Ceci nous amène à une dernière question fort controversée. La ligue étolienne s'est-elle constamment appuyée sur l'une des grandes factions qui divisaient les cités grecques?

On a soutenu qu'elle avait été, dans la Grèce du IIIe et du IIe siècle, le protagoniste du parti démocratique ou populaire, tandis que la ligue achéenne aurait défendu la cause aristocratique; nous rappelons qu'à cette époque les aristocrates sont les riches, les démocrates les pauvres. L'histoire de la ligue étolienne se confondrait donc avec celle du parti démocratique en Grèce. Dubois a combattu cette opinion assez répandue et appuyée par Fustel de Coulanges et Petit de Julleville. Les faits sont assez confus. D'une manière générale, l'élément démocratique eut plus d'influence en Etolie qu'en Achaïe; cela est manifeste au moment de la guerre contre Rome, puis vers 168, tandis qu'en Epire, au contraire, les aristocrates ont le dessus. Au dehors, on voit à plusieurs reprises le parti démocratique appeler les Etoliens. Mais, d'autre part, ceux-ci sont les ennemis de Philippe de Macédoine qui favorise à peu près partout la démocratie dans les cités grecques. Les luttes entre riches et pauvres furent violentes en Etolie comme dans le reste de la Grèce; les pauvres n'eurent pas toujours le dessus. En somme, il nous est bien difficile, à plus de deux mille ans de distance, de nous rendre un compte exact des divisions politiques en Grèce, dans une période aussi troublée; d'une ville à l'autre, les groupements différaient, et dans l'ensemble on était divisé entre patriotes, amis de Rome, amis de la Macédoine, aussi bien qu'entre riches et pauvres. La ligue étolienne fut une fédération des peuples montagnards de la Grèce du Nord, comme la ligue achéenne une fédération des Etats du Péloponnèse. Ses progrès et sa décadence furent dus à la situation politique générale. Elle grandit à la fin du IVe et au début du IIIe siècle, pendant l'anarchie où s'annihilait la puissance macédonienne; elle déclina quand les rois de Macédoine furent redevenus forts et eurent relevé la ligue achéenne. Tandis que celle-ci ne fut jamais qu'une association protégée par l'étranger, Macédoine ou Rome, la ligue étolienne fut réellement un Etat libre, assez puissant, la dernier des Etats grecs indépendants.

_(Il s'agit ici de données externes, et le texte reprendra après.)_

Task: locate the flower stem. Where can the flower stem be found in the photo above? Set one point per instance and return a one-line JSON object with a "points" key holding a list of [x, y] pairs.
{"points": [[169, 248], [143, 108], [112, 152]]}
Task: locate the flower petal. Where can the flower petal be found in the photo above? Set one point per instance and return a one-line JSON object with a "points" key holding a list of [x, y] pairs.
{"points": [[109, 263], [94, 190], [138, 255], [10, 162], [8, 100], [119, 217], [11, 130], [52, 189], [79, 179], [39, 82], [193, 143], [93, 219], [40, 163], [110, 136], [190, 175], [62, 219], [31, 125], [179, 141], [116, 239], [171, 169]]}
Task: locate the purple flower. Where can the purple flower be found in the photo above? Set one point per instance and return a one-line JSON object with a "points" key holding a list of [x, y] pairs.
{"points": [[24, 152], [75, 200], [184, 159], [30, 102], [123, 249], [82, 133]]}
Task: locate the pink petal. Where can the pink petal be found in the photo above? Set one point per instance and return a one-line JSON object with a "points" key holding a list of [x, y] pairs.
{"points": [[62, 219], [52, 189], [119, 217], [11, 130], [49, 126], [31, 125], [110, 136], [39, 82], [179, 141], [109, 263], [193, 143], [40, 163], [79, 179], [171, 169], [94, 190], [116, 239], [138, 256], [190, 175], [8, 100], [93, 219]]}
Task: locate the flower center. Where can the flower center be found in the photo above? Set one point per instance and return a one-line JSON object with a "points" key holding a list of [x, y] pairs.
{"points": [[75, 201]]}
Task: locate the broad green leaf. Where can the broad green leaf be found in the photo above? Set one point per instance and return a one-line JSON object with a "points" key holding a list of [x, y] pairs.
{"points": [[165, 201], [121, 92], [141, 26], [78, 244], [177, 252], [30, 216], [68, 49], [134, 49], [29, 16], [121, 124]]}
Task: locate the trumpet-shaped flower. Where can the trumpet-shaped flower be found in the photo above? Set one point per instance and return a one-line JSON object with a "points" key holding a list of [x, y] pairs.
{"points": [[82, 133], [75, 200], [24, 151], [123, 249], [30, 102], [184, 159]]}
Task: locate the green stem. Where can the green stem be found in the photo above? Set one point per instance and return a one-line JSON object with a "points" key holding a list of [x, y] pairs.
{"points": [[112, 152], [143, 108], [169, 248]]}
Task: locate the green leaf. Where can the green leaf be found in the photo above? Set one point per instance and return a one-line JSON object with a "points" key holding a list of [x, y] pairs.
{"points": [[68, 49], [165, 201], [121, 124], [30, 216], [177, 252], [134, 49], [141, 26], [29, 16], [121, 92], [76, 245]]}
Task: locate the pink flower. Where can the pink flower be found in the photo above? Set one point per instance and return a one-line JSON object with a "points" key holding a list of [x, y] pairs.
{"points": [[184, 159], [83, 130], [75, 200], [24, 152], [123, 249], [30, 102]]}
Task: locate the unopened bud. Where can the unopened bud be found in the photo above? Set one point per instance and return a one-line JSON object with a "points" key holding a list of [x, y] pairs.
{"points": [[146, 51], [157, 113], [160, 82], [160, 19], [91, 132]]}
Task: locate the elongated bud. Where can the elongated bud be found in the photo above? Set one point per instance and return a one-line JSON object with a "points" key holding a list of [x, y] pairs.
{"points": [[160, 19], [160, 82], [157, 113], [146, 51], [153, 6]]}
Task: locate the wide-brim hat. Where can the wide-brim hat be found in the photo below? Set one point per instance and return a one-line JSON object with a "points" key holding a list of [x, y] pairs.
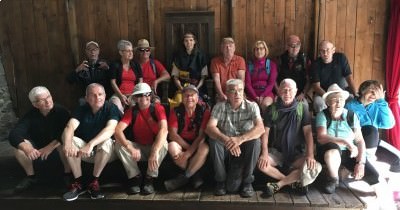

Sa défaite par Philippe, son écrasement par les Romains, marquent la fin de l'autonomie grecque. (A.-M. B.).
 
 
 

Numismatique

A l'encontre de la plupart des villes anciennes des autres contrées grecques, aucune des villes étoliennes n'eut de monnayage autonome et municipal. Il n'existe pas non plus de monnaies fédérales de l'Etolie avant Alexandre le Grand; mais, à la suite de l'invasion des Gaulois en 279, la ligue étolienne frappa, avec la légende générique AITÔLÔN, de magnifiques médailles qui portent, d'un côté la tête d'Aetolos ou celte d'Héraklès, et de l'autre une figure symbolique, tantôt assise sur un monceau de boucliers, tantôt debout appuyée sur sa lance. Dans ce dernier cas, on a affaire au héros chasseur Aetolos qu'on a parfois identifié avec Méléagre; la figure assise, en costume de chasse, est Aetolia dont la statue avait été consacrée par les Etoliens dans le sanctuaire d'Apollon à Delphes, en mémoire de leur victoire sur les Gaulois. (E. B.).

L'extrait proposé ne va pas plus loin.